— Так-так, — талдычил он. — Рассказывай, рассказывай, не стесняйся.
— А что рассказывать? — спросила Аня и поглядела в окно. На окне была установлена решетка, обычная веерная решетка, какими защищают первые этажи в городе. За решеткой на подоконнике гукал жирный голубь — вот-вот взмахнет крылышками и улетит.
— Рассказывай, как дело было.
Ни страха, ни волнения Аня не испытывала. Панибратский Соболь ей даже понравился: под тридцать лет, ладный деловой парень, явно не дурак, но беда в том, что ее-то, Аню, он держит сейчас за дуру. Хорошо, сейчас получит.
— Дело было так, — медленно начала Аня. — Решили мы с мамой сделать еврейскую фаршированную рыбу фиш. Папа ее очень любит. Пошла я на рынок и купила щуку.
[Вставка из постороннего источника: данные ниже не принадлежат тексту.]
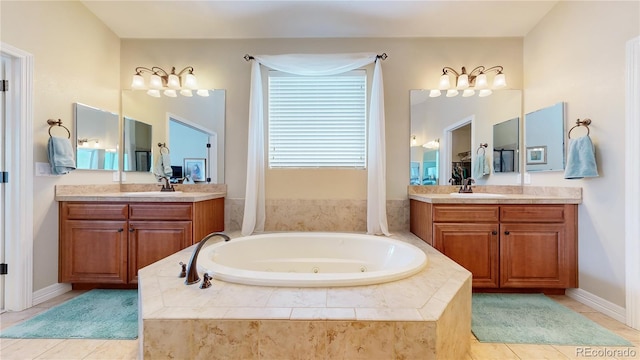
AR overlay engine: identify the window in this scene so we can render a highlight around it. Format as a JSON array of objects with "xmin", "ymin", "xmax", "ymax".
[{"xmin": 268, "ymin": 70, "xmax": 367, "ymax": 169}]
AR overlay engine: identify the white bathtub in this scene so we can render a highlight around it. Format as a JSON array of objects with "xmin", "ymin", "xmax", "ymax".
[{"xmin": 198, "ymin": 232, "xmax": 427, "ymax": 287}]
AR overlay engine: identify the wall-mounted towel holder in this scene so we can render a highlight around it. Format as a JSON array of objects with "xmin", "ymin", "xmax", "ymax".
[
  {"xmin": 47, "ymin": 119, "xmax": 71, "ymax": 139},
  {"xmin": 567, "ymin": 119, "xmax": 591, "ymax": 139},
  {"xmin": 158, "ymin": 143, "xmax": 170, "ymax": 154},
  {"xmin": 476, "ymin": 143, "xmax": 489, "ymax": 155}
]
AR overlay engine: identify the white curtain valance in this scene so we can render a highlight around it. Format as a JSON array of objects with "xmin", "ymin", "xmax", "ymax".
[{"xmin": 242, "ymin": 53, "xmax": 390, "ymax": 236}]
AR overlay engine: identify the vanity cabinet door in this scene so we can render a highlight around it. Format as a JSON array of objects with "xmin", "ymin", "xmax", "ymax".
[
  {"xmin": 127, "ymin": 221, "xmax": 193, "ymax": 283},
  {"xmin": 433, "ymin": 223, "xmax": 499, "ymax": 288},
  {"xmin": 500, "ymin": 223, "xmax": 577, "ymax": 288},
  {"xmin": 58, "ymin": 220, "xmax": 127, "ymax": 284}
]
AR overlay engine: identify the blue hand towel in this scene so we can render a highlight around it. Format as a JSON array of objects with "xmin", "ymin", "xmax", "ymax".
[
  {"xmin": 564, "ymin": 136, "xmax": 598, "ymax": 179},
  {"xmin": 471, "ymin": 154, "xmax": 491, "ymax": 179},
  {"xmin": 47, "ymin": 136, "xmax": 76, "ymax": 175}
]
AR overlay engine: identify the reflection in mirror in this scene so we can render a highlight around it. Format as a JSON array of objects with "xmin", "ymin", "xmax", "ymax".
[
  {"xmin": 122, "ymin": 90, "xmax": 226, "ymax": 184},
  {"xmin": 73, "ymin": 103, "xmax": 119, "ymax": 170},
  {"xmin": 493, "ymin": 117, "xmax": 520, "ymax": 173},
  {"xmin": 524, "ymin": 103, "xmax": 565, "ymax": 171},
  {"xmin": 410, "ymin": 90, "xmax": 522, "ymax": 185},
  {"xmin": 123, "ymin": 116, "xmax": 151, "ymax": 171}
]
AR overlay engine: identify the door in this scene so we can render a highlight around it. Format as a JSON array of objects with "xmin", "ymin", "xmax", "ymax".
[
  {"xmin": 433, "ymin": 223, "xmax": 499, "ymax": 288},
  {"xmin": 0, "ymin": 55, "xmax": 9, "ymax": 313}
]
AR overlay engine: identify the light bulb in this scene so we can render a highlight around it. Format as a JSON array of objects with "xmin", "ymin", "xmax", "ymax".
[
  {"xmin": 149, "ymin": 74, "xmax": 162, "ymax": 89},
  {"xmin": 456, "ymin": 74, "xmax": 469, "ymax": 90},
  {"xmin": 147, "ymin": 89, "xmax": 160, "ymax": 97},
  {"xmin": 438, "ymin": 74, "xmax": 451, "ymax": 90},
  {"xmin": 131, "ymin": 74, "xmax": 145, "ymax": 90},
  {"xmin": 476, "ymin": 73, "xmax": 489, "ymax": 90},
  {"xmin": 429, "ymin": 89, "xmax": 442, "ymax": 97},
  {"xmin": 167, "ymin": 74, "xmax": 180, "ymax": 89}
]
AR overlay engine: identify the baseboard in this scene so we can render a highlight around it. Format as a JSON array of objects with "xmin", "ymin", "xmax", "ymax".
[
  {"xmin": 565, "ymin": 289, "xmax": 627, "ymax": 324},
  {"xmin": 32, "ymin": 283, "xmax": 71, "ymax": 306}
]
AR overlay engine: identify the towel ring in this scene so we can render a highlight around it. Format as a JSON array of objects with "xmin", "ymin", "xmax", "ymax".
[
  {"xmin": 567, "ymin": 119, "xmax": 591, "ymax": 139},
  {"xmin": 47, "ymin": 119, "xmax": 71, "ymax": 139}
]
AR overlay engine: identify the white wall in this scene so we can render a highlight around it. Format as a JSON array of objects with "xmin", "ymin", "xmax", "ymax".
[
  {"xmin": 523, "ymin": 1, "xmax": 640, "ymax": 307},
  {"xmin": 0, "ymin": 1, "xmax": 120, "ymax": 291}
]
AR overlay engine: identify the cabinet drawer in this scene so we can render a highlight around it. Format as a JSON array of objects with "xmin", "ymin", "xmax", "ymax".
[
  {"xmin": 129, "ymin": 203, "xmax": 192, "ymax": 220},
  {"xmin": 433, "ymin": 205, "xmax": 499, "ymax": 222},
  {"xmin": 500, "ymin": 205, "xmax": 566, "ymax": 223},
  {"xmin": 60, "ymin": 202, "xmax": 127, "ymax": 220}
]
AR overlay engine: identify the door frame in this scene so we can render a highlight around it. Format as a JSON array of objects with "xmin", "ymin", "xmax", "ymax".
[
  {"xmin": 625, "ymin": 37, "xmax": 640, "ymax": 329},
  {"xmin": 439, "ymin": 115, "xmax": 476, "ymax": 185},
  {"xmin": 0, "ymin": 42, "xmax": 34, "ymax": 311}
]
Ну, выпотрошили мы ее, все косточки убрали и начали фаршировать…
— Про что ты рассказываешь? — вытаращил светлые глаза Соболь.
— Про то, как дело было.
— Какое дело?
— Готовили папе рыбу фиш.
— На кой хрен мне твоя еврейская рыба!
— А про что вы спрашиваете?
— Как про что? Про то, как Богданову Галину употребили! Ты тут дурочку не ломай! Ведь официальные показания даешь. И может так обернуться, что ты из свидетелей станешь соучастником.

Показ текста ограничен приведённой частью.